Dans la petite ville (fictive) d’Hillsboro, un professeur Bertram T. Cates (Dick York) est arrêté pour avoir parlé dans sa classe de la théorie évolutionniste de Darwin enfreignant ainsi un loi de l’Etat qui interdit l’enseignement de la théorie de l’évolution dans les écoles publiques. L’arrestation fait la une des journaux et les notables de la ville, conduits par le révérend Jeremiah Brown (Claude Atkins), décident de faire appel à un avocat aussi célèbre que pieux Matthew Harrison Brady (Fredric March), plusieurs fois candidat à la présidentielle. Le journaliste E. K. Hornbeck (Gene Kelly) qui s’apprête à couvrir le procès, convainc son journal de financer un autre avocat Henry Drummond (Spencer Tracy) pour représenter Cates.

Cette histoire est basé sur un procès qui a opposé l’Etat du Tennessee à John Thomas Scopes en juillet 1925, il y a tout juste 100 ans quand j’écris ces lignes. Le Tennessee a été le premier état américain à adopter une loi contre la théorie évolutionniste quelques mois plus tôt, et Scopes a eu le triste privilège d’être le premier à en subir les conséquences. La loi en question ne sera abolie qu’en 1967. Comme on le sait, l’enseignement de la théorie évolutionniste est encore aujourd’hui remise en question régulièrement dans les Etats les plus conservateurs et le sujet revient régulièrement dans l’actualité.

Le personnage du journaliste E. K. Hornbeck est un archétype des médias, avec son regard cynique sur les événements. Pour lui, le procès est perdu d’avance face au fanatisme religieux plombant la mentalité des habitants excités par les discours aussi bien du révérend que de Brady. Mais jusqu’à un certain point. Le révèrent choque quand il renie sa fille (amoureuse de Cates) et Brady quand, poussé dans ses retranchements par Drummond, se pose en prophète.

Pour autant, il est important de noter que la pièce de 1954 sur laquelle est basée le film de Stanley Kramer prend de grandes libertés avec les faits historiques.

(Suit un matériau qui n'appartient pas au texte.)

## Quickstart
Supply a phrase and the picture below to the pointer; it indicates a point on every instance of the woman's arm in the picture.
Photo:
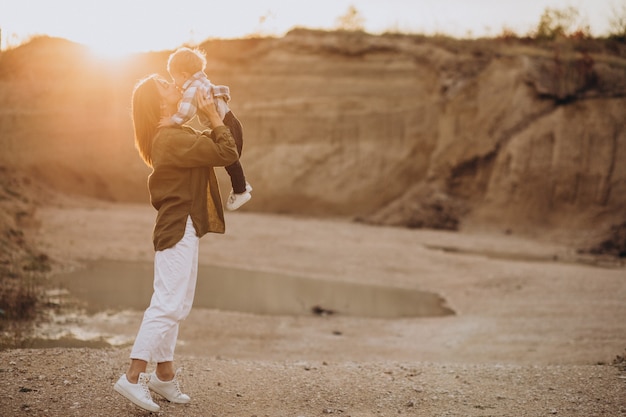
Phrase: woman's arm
(207, 106)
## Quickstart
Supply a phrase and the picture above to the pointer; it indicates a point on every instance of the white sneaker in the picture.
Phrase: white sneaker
(168, 389)
(237, 200)
(138, 393)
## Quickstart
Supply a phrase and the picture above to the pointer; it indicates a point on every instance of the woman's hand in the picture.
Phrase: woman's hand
(206, 104)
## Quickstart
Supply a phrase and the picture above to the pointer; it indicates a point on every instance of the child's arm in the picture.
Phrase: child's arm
(166, 121)
(186, 108)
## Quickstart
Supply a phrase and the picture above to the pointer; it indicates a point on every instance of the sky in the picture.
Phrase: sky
(119, 27)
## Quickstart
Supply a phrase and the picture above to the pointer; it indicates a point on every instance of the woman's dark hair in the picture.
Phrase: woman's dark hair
(146, 110)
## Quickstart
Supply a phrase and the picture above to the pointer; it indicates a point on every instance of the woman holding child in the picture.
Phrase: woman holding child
(184, 191)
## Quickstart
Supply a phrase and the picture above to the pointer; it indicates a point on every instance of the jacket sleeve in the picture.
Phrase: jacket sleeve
(188, 148)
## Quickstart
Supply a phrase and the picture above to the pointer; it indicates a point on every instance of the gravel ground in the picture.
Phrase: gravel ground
(78, 382)
(529, 337)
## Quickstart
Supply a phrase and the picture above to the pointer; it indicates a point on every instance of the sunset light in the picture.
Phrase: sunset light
(116, 28)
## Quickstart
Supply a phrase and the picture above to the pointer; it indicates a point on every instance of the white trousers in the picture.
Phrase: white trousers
(175, 276)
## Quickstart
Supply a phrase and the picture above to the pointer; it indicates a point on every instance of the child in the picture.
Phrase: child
(186, 67)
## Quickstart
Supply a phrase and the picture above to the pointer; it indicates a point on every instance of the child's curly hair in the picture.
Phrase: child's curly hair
(186, 60)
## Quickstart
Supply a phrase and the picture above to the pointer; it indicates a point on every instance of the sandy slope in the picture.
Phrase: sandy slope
(531, 336)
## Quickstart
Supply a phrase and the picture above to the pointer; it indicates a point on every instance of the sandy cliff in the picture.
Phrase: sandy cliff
(392, 129)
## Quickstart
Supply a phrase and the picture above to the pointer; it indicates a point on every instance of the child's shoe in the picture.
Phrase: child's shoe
(237, 200)
(168, 389)
(138, 393)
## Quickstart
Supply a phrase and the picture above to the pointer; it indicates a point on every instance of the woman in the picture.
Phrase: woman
(185, 192)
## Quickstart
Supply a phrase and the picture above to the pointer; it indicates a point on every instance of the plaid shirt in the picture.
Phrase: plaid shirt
(188, 106)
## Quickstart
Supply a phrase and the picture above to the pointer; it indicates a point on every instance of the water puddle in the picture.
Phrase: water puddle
(109, 285)
(101, 305)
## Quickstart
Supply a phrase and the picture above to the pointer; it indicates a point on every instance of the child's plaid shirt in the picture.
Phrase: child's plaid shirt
(188, 106)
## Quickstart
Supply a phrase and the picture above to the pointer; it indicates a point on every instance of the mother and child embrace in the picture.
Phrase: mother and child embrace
(185, 192)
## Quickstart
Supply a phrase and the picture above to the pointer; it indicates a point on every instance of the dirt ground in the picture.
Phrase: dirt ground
(536, 329)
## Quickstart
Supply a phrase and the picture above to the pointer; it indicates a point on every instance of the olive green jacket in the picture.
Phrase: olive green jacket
(183, 182)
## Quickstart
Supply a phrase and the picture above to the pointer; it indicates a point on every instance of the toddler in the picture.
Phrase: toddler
(186, 67)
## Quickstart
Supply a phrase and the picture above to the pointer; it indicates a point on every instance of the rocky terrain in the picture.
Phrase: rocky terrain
(489, 172)
(516, 135)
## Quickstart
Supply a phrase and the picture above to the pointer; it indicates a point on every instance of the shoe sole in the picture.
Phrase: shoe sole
(164, 396)
(117, 387)
(233, 208)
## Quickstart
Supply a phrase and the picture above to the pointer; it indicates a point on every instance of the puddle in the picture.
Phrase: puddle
(102, 304)
(111, 285)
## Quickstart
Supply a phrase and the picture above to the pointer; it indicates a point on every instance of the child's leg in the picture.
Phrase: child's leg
(235, 170)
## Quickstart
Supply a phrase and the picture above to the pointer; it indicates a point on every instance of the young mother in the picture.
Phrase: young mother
(185, 192)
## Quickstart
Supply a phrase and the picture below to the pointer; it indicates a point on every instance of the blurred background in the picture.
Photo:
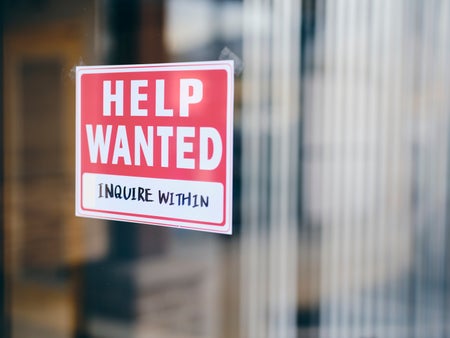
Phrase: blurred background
(341, 174)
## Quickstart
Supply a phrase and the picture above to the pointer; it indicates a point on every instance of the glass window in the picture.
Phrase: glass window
(340, 186)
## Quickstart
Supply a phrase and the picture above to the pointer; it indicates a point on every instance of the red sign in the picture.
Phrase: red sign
(154, 144)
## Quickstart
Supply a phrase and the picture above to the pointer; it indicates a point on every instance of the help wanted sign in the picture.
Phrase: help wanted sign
(154, 144)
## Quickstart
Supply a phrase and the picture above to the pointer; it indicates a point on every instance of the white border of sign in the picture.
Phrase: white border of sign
(228, 66)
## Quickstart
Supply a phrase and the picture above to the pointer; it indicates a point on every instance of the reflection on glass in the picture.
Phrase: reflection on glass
(340, 183)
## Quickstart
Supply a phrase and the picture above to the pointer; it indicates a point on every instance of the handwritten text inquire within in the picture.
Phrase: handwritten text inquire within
(144, 194)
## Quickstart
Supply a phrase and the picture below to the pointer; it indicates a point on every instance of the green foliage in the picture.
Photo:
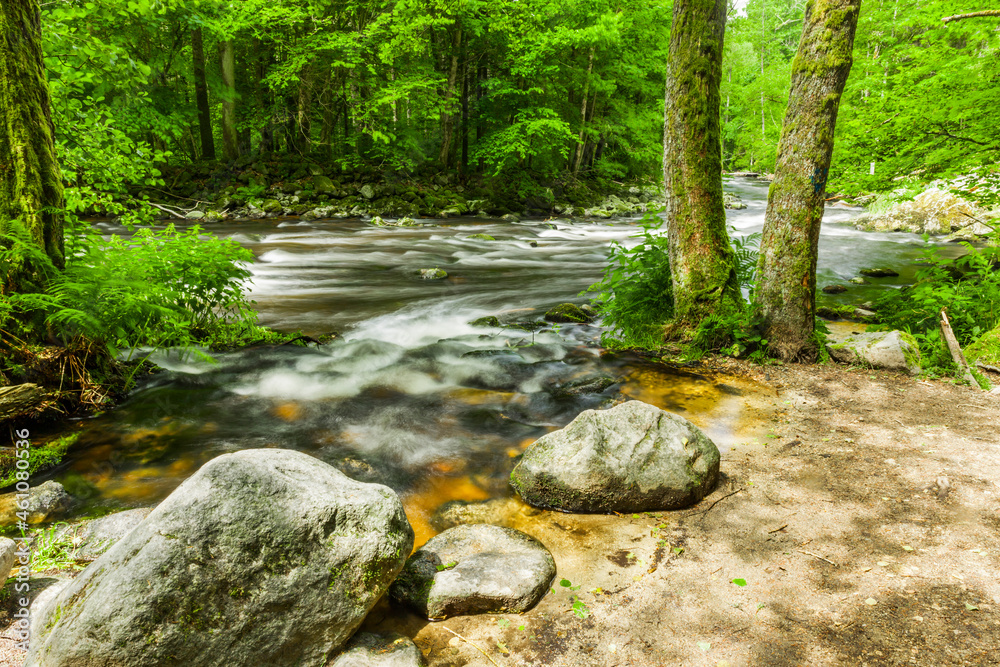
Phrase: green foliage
(164, 287)
(52, 548)
(635, 297)
(967, 288)
(40, 457)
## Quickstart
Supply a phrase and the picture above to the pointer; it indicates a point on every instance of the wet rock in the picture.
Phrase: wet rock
(46, 502)
(827, 313)
(733, 201)
(496, 512)
(264, 539)
(475, 569)
(8, 547)
(894, 350)
(567, 313)
(593, 384)
(879, 273)
(323, 185)
(634, 457)
(433, 274)
(96, 536)
(367, 649)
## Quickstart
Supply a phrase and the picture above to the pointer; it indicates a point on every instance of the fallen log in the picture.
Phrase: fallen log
(956, 351)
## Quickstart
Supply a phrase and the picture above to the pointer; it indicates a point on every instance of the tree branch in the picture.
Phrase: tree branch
(972, 15)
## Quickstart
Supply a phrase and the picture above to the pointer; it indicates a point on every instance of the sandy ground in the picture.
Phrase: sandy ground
(861, 509)
(862, 512)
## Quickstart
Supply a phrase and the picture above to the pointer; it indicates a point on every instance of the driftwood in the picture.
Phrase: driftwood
(956, 351)
(19, 399)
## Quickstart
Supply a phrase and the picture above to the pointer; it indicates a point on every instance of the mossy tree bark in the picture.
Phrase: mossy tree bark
(201, 95)
(702, 264)
(227, 57)
(30, 183)
(787, 293)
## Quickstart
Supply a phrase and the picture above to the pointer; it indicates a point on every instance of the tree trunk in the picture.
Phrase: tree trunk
(304, 107)
(229, 137)
(448, 118)
(702, 264)
(201, 96)
(787, 267)
(30, 182)
(583, 114)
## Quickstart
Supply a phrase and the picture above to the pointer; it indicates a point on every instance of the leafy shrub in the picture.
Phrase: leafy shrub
(968, 288)
(635, 296)
(164, 287)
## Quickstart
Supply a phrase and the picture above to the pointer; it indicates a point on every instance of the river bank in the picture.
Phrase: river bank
(861, 509)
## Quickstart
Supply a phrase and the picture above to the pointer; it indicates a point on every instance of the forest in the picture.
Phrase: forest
(467, 333)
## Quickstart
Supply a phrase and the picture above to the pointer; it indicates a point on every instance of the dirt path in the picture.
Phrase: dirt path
(863, 513)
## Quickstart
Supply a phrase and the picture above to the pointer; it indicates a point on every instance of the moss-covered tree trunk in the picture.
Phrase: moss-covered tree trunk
(227, 57)
(701, 260)
(30, 183)
(787, 293)
(201, 95)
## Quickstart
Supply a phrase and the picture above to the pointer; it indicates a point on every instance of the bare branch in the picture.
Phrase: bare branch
(972, 15)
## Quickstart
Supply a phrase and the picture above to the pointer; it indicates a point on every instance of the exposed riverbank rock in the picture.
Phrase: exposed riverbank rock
(46, 502)
(367, 649)
(96, 536)
(634, 457)
(568, 313)
(893, 350)
(263, 557)
(8, 547)
(475, 569)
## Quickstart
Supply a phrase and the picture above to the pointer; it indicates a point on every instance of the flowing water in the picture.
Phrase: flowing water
(410, 394)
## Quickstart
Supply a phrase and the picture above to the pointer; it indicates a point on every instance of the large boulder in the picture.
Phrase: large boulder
(893, 350)
(96, 536)
(634, 457)
(367, 649)
(475, 569)
(263, 557)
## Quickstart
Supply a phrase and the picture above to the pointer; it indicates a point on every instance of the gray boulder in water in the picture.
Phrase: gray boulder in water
(475, 569)
(263, 557)
(634, 457)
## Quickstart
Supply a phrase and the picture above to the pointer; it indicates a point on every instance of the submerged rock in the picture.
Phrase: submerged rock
(475, 569)
(567, 313)
(367, 649)
(433, 274)
(634, 457)
(894, 350)
(46, 502)
(263, 557)
(879, 273)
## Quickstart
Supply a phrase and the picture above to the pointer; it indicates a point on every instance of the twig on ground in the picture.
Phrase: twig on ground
(809, 553)
(705, 511)
(471, 644)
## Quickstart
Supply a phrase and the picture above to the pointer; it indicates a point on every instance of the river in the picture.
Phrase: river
(410, 394)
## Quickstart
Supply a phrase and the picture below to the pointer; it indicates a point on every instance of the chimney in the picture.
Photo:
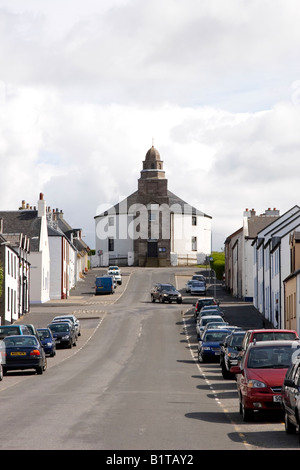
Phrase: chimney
(41, 206)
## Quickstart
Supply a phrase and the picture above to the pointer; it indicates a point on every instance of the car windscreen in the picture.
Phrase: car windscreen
(274, 335)
(271, 357)
(11, 330)
(236, 340)
(20, 341)
(59, 327)
(206, 320)
(43, 334)
(214, 336)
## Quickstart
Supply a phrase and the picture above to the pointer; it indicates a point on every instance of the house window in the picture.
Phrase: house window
(152, 216)
(194, 243)
(111, 244)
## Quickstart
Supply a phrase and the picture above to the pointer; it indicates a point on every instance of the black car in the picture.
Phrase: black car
(23, 352)
(291, 398)
(165, 293)
(229, 352)
(64, 333)
(203, 302)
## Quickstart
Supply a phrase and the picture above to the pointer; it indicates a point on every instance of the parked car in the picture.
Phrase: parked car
(203, 321)
(116, 273)
(266, 335)
(209, 346)
(9, 330)
(188, 285)
(64, 333)
(22, 352)
(211, 310)
(198, 277)
(213, 324)
(201, 303)
(260, 375)
(113, 270)
(33, 330)
(291, 398)
(229, 352)
(198, 288)
(69, 321)
(47, 341)
(104, 285)
(165, 293)
(73, 319)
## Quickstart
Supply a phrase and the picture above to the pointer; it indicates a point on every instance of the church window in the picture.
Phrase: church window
(194, 243)
(111, 244)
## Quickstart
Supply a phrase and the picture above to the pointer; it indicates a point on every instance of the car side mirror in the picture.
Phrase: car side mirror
(235, 370)
(290, 383)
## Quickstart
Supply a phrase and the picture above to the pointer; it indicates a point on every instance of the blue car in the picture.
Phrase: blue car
(209, 347)
(47, 341)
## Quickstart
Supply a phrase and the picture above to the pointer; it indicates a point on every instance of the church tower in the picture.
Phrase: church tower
(153, 193)
(153, 183)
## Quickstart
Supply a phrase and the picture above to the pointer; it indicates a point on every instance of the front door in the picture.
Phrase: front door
(152, 249)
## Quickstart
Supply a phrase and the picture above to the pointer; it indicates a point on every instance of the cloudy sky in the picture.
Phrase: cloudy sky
(85, 87)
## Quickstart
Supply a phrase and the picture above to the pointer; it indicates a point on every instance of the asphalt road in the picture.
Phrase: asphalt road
(133, 381)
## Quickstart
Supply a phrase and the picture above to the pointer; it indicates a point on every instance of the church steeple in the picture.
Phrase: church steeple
(153, 165)
(153, 180)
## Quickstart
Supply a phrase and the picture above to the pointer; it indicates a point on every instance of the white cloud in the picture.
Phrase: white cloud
(85, 86)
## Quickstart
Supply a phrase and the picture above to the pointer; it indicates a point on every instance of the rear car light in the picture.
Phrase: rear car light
(35, 352)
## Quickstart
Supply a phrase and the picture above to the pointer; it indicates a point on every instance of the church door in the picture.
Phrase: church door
(152, 249)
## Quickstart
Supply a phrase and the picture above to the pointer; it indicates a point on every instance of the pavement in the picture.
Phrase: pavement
(85, 305)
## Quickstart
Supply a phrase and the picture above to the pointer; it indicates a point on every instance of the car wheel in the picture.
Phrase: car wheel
(39, 370)
(288, 426)
(225, 373)
(247, 413)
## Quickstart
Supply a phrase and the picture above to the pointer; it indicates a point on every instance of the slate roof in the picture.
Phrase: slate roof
(23, 221)
(179, 205)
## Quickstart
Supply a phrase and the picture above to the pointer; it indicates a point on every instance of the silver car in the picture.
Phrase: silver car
(73, 319)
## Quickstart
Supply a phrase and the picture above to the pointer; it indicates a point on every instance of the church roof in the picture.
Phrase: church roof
(176, 204)
(152, 154)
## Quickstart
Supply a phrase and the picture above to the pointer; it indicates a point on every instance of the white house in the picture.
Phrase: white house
(14, 298)
(32, 223)
(152, 226)
(272, 264)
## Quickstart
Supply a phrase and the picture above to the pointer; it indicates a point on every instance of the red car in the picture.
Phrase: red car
(261, 373)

Les auteurs de la pièce ayant utilisé le procès pour dénoncer plus largement les atteintes à la liberté de penser et comme métaphore du McCarthysme. Il n’en reste pas moins que la démonstration contre le fanatisme dogmatique est menée de façon magistrale.

Drummond, dans un moment de découragement face à la partialité de la population de la ville, demande au juge l’autorisation de se désister car son client déjà condamné, puis s’emporte contre la loi qui est à l’origine du procès :

Une loi injuste ne peut être appliquée impartialement. On ne peut que détruire et punir. Une loi injuste, comme le choléra, détruit tout ce qu’elle touche ! Ses partisans comme ses adversaires ! Comprenez, si c’est un crime d’enseigner l’évolutionnisme dans le public, ça pourrait le devenir dans le privé. Ça pourrait le devenir de s’informer. Et on mettrait à l’index livres et journaux. On dresserait catholiques contre protestants, ,protestants contre protestants, avant d’essayer d’imposer sa religion aux autres! L’un appelle l’autre, ,car il n’y a pas de limite au fanatisme et à l’ignorance !

Je ne suis pas fan des films de procès, mais quand ils sont portés par des acteurs de la trempe de Spencer Tracy et Fredric March, ça change tout. Niveau casting, on notera la présence de Gene Kelly, convaincant dans le rôle du journaliste cynique et de Dick York dans le rôle du professeur emprisonné et jugé (York étant connu du public français surtout pour sa participation à la série « Ma sorcière bien aimée »). L’écriture est excellente et la réalisation de Kramer impeccable. Tous ces éléments  permettant de classer ce « Inherit the Wind » au rang des meilleurs exemples du genre.